Short Story ◈ Drug Design

Does the QSAR Model Tell the Truth?

Understanding the utility and limitations of quantitative structure-activity relationship models and learning their appropriate use.

  • #QSAR
  • #machine learning
  • #predictive models
  • #model validation

"This QSAR model says 99% prediction accuracy!"

Sena reported excitedly.

Lina calmly asked, "Accuracy on training set? Or test set?"

"Um... training set."

"Then it's not reliable," Lina said firmly.

"Why? It's 99%."

Akira began explaining. "High possibility of overfitting. The model might just be memorizing the training data."

"Memorizing...?"

Lina showed the screen. "Look at this. Perfect on training set, but 50% accuracy on new data."

"That's terrible..."

"This is overfitting," Akira continued. "It learned not essential patterns of data but even noise."

Sena took notes. "So how do we know if a model is good?"

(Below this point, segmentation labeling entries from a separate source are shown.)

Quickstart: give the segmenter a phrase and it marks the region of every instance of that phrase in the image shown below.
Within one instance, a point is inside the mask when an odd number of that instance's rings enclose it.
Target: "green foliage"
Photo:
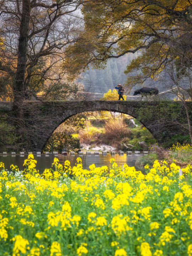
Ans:
[[[9,152],[11,146],[16,143],[18,137],[15,127],[10,122],[10,111],[6,108],[0,108],[0,151]]]
[[[75,98],[79,89],[78,84],[75,83],[52,82],[43,89],[42,96],[50,101],[63,100],[69,97]]]
[[[173,144],[176,144],[177,142],[181,144],[190,143],[191,139],[189,135],[183,135],[179,133],[174,135],[169,140],[164,142],[162,144],[162,146],[164,148],[170,148]]]
[[[81,143],[89,144],[97,141],[103,132],[103,129],[97,128],[87,122],[85,129],[79,131]]]
[[[153,144],[156,142],[149,131],[145,127],[138,127],[131,129],[132,135],[129,141],[130,144],[134,146],[133,150],[143,149],[139,143],[144,141],[148,145]]]
[[[138,158],[135,161],[135,165],[144,166],[146,165],[152,166],[154,161],[157,158],[157,155],[156,154],[150,153],[146,155],[143,156]]]
[[[61,153],[64,148],[67,152],[76,151],[80,148],[79,139],[71,134],[65,134],[61,133],[54,133],[49,139],[43,152],[57,151]]]
[[[187,164],[192,163],[192,145],[183,144],[181,145],[178,142],[173,145],[170,149],[169,154],[172,158],[177,161]],[[171,151],[172,153],[171,153]]]
[[[84,129],[85,121],[87,118],[87,116],[85,113],[80,113],[69,117],[64,123],[65,125],[73,126],[77,129]]]

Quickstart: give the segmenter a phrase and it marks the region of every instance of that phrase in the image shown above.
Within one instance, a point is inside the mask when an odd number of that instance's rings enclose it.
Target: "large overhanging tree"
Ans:
[[[190,54],[192,11],[190,0],[85,1],[84,39],[69,48],[69,56],[70,52],[76,55],[64,65],[73,74],[89,63],[101,67],[108,59],[145,53],[153,47],[160,55],[163,52],[153,70],[157,72]]]
[[[16,116],[20,112],[30,85],[38,87],[48,79],[54,89],[53,82],[64,77],[61,63],[65,47],[79,39],[82,27],[78,10],[81,2],[78,0],[0,2],[0,35],[3,42],[0,73],[1,81],[5,83],[4,85],[1,83],[1,87],[9,86]]]

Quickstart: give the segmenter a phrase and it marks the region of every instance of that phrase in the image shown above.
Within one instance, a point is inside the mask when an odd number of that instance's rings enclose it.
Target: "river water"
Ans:
[[[21,171],[23,169],[23,164],[25,159],[27,158],[27,155],[16,155],[13,156],[11,155],[0,155],[0,162],[2,162],[5,164],[6,169],[10,170],[10,165],[13,164],[17,165]],[[144,169],[140,166],[137,166],[135,165],[135,161],[138,157],[143,155],[143,154],[132,154],[128,155],[124,154],[124,155],[111,155],[107,154],[106,155],[102,154],[90,155],[83,154],[80,157],[82,160],[83,166],[85,169],[88,169],[90,165],[92,164],[95,164],[96,167],[107,165],[108,167],[111,166],[110,159],[114,158],[118,166],[122,166],[124,164],[127,164],[129,166],[134,166],[137,170],[140,170],[142,172]],[[64,165],[66,160],[69,160],[71,163],[71,166],[74,166],[76,162],[77,158],[80,157],[79,155],[64,155],[60,154],[55,155],[53,154],[45,155],[42,154],[41,156],[34,155],[34,158],[37,161],[36,165],[37,169],[39,171],[39,173],[42,173],[46,168],[50,168],[53,162],[54,157],[57,157],[59,160],[59,162]]]

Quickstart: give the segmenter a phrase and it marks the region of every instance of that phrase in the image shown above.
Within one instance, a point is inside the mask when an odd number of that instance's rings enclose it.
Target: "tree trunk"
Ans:
[[[22,117],[22,106],[24,100],[26,90],[24,82],[27,63],[30,8],[30,0],[23,0],[22,16],[18,39],[17,64],[14,86],[13,105],[15,116],[20,120]]]
[[[187,104],[186,104],[185,101],[183,101],[183,103],[185,109],[186,114],[187,115],[187,122],[188,123],[189,134],[191,139],[191,143],[192,145],[192,131],[191,130],[191,121],[189,114],[189,112],[188,111],[187,106]]]

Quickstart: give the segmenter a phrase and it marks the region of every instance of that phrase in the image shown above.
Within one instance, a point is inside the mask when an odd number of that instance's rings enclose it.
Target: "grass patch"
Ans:
[[[151,166],[153,165],[154,161],[157,158],[157,154],[150,153],[138,158],[136,161],[135,165],[142,166],[148,165],[149,166]]]

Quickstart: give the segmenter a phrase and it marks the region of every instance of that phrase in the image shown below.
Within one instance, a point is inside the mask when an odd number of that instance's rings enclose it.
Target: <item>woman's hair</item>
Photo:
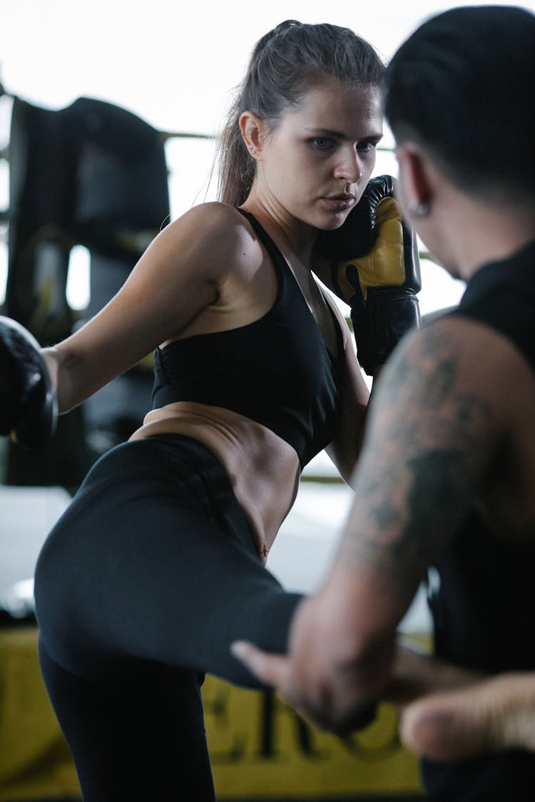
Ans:
[[[290,19],[265,34],[253,51],[219,139],[219,199],[239,206],[254,179],[256,163],[239,127],[244,111],[253,112],[273,131],[285,111],[297,108],[303,95],[326,77],[379,87],[383,74],[377,52],[349,28]]]
[[[387,69],[384,112],[464,192],[533,200],[535,16],[455,8],[424,22]]]

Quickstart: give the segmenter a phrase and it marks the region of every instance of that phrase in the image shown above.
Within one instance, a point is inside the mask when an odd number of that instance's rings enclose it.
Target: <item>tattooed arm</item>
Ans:
[[[352,508],[326,581],[298,608],[289,658],[234,647],[318,726],[345,731],[384,695],[396,627],[506,438],[504,346],[455,318],[407,336],[371,402]]]

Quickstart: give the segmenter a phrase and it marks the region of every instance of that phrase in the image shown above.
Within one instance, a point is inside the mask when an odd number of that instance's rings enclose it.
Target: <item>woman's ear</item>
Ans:
[[[257,159],[261,152],[261,120],[253,111],[243,111],[239,123],[245,147],[253,158]]]

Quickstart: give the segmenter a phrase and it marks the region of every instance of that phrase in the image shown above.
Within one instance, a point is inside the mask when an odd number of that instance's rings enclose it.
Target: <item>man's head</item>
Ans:
[[[533,203],[534,87],[531,12],[455,8],[424,22],[392,58],[385,116],[398,144],[420,144],[465,192]]]

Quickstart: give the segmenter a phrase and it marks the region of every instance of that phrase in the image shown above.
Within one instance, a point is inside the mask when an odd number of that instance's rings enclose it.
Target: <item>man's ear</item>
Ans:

"Cross-validation," Lina answered. "Split data, train on part, test on remainder. Repeat this."

"External validation sets are also important," Akira added. "How well it predicts on completely unseen data."

Sena pondered. "But QSAR is a statistical method, right? There's always error, right?"

"Exactly," Lina acknowledged. "So don't treat predictions as absolute."

Akira showed an example. "This model has R² of 0.8. Decent precision."

"Explains 80% of variance..."

"But individual predictions have errors. Look at confidence intervals."

Error bars were displayed around predicted values on screen.

"Quite wide..."

"Especially outside the training data range, errors become larger," Lina pointed out.

"Danger of extrapolation," Akira explained. "Models are reliable only within the range they learned."

Sena asked, "So can't use it for completely new structures?"

"Should use cautiously," Lina answered. "Keep it as reference, confirm with experiments."

Akira pointed out another issue. "Descriptor selection is also important. What to use as input."

"Molecular weight, logP, hydrogen bond donor count..." Sena listed.

"Those are physicochemical descriptors," Lina classified. "There are also topological descriptors, fingerprints, 3D descriptors... various types."

"Which you choose changes model performance," Akira continued.

"More is better...?"

"No, the opposite," Lina said firmly. "Too many descriptors make overfitting easier."

"It's called curse of dimensionality," Akira supplemented. "Too many variables relative to data amount."

Sena became confused. "So how to balance?"

"Feature selection or PCA for dimensionality reduction," Lina answered. "Keep only important descriptors."

"And control model complexity," Akira added. "Regularization or early stopping."

Sena took notes. "QSAR is more difficult than I thought..."

"Looks simple but has many pitfalls," Lina said.

Akira showed another perspective. "Interpretability is also important. Can you explain why that prediction?"

"Isn't black box okay?"

"Maybe for just prediction," Lina answered. "But drug discovery needs understanding."

"If you don't know how to improve, it's meaningless," Akira continued.

"That's why linear models and tree models are still used," Lina explained. "Less accurate than deep learning but easier to interpret."

Sena asked, "So you don't use deep learning?"

"We do," Lina acknowledged. "But carefully. Try interpretation with SHAP values or LIME."

"Model explainability is a recent hot topic," Akira added.

Sena tried to summarize. "QSAR is useful but don't blindly trust it..."

"Exactly," Lina smiled. "Use it wisely as a tool. That's the professional way."

Akira added, "And always validate with experiments. Calculations generate hypotheses, but experiments determine truth."

"Both wheels of calculation and experiment..."

"Yes. Efficient drug discovery can't be done with either alone."

Outside the window, dusk approached. Do models tell the truth? No, they merely reflect one aspect of truth. But using this imperfect mirror wisely makes the invisible future slightly visible.

"Next, let's learn about Bayesian optimization," Lina suggested.

"A method combining experiments and calculations?"

"Yes. Optimize efficiently with few experiments. Like an evolution of QSAR."

Sena's heart swelled with anticipation. The world of prediction seemed even deeper.